By Kevin Williams
SIGH, we probably all have this fantasy about stopping a roadside antique store in New England, find an old atlas with weathered, crinkly yellow pages, and then taking it home only to discover an original copy of the Declaration of Independence tucked away inside. Of course, reality is quite different. I've never bought anything from a sale or the Salvation Army that had any hidden treasures tucked away. But, my friend's father found something which is, to someone like me who studies Amish culture, a bit of a treasure. He found this carving of an Amish man riding a hay cart. How cool is that? And how did it end up in a Goodwill in Middletown, Ohio? And get this: he purchased this beautiful replica/carving of a hay cart for $4.99. Talk about a steal! That is why ambling into some of those stores like Salvation Army and Goodwill can be so much fun.
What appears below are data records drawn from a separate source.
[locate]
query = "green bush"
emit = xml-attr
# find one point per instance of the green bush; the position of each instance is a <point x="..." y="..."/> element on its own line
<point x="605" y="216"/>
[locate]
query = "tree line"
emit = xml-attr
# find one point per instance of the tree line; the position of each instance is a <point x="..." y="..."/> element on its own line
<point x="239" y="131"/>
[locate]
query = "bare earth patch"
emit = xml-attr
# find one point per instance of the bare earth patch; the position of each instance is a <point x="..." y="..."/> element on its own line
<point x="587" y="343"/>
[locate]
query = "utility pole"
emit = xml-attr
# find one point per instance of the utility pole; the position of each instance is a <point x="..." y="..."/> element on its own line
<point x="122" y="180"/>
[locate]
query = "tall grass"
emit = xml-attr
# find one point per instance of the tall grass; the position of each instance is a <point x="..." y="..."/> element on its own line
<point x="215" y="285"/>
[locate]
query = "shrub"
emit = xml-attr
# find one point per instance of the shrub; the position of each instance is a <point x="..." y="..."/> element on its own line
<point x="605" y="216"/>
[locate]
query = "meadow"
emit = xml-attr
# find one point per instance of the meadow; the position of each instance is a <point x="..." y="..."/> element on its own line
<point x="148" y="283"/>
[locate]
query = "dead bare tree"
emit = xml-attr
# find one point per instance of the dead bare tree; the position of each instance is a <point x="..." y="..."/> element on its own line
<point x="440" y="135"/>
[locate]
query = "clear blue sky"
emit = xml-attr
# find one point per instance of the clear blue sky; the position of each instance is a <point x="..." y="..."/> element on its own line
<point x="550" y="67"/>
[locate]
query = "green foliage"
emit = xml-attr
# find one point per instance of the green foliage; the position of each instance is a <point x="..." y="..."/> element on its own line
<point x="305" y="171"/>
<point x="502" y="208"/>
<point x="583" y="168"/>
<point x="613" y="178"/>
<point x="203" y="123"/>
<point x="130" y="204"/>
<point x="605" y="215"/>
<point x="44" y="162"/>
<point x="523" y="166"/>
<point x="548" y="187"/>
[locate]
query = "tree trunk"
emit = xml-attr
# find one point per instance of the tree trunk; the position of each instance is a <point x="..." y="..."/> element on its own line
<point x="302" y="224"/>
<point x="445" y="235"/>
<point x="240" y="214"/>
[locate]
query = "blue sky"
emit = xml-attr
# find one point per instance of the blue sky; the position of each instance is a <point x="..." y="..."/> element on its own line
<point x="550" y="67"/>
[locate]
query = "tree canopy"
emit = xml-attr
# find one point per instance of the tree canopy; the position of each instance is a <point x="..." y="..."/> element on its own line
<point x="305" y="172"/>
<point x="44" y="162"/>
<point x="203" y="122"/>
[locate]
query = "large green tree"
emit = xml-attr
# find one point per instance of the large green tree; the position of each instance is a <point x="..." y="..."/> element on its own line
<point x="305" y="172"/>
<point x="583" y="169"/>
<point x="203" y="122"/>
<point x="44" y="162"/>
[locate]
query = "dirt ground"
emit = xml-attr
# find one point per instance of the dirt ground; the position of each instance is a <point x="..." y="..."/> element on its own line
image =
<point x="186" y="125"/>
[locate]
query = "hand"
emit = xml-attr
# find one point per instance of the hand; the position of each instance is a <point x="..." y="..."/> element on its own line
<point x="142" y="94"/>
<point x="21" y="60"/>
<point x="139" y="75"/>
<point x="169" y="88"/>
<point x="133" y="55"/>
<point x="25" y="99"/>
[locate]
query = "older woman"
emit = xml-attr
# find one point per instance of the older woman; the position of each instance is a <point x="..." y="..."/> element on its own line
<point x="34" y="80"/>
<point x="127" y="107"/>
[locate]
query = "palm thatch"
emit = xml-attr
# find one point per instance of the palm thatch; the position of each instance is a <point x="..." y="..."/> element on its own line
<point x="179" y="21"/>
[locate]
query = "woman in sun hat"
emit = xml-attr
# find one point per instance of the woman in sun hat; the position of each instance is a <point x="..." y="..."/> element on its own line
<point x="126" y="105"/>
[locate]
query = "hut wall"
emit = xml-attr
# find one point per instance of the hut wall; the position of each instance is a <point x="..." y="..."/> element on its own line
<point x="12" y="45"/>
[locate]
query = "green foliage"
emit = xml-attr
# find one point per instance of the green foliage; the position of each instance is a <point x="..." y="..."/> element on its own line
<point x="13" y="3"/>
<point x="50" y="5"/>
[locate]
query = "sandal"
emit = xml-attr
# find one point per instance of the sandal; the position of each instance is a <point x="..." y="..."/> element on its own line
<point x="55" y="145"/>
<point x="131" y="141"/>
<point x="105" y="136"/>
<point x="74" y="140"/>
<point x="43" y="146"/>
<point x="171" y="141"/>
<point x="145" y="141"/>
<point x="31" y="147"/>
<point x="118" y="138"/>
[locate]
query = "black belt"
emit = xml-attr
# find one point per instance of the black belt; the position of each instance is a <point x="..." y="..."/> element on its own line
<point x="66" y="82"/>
The only clues are some writing on the bottom of the piece: Orleans, Indiana. 1998. The name Leffler is there, too. Man, this is a mystery. First of all, MOST Amish people wouldn't make something like this themselves. It smacks, in their mind, of self-worship. And the name Leffler is not one that I am familiar with as being Amish (again, I've said before, I don't know every single Amish surname, but this would be a rare one). On the other hand, Orleans, Indiana is near a very conservative settlement of Swartzentruber Amish. So, there you go. Those are your clues. 1998 it is not a terribly old piece, but old enough to be interesting. How did the piece get to Ohio? And who made it? I know we have a lot of Indiana readers, does anyone know?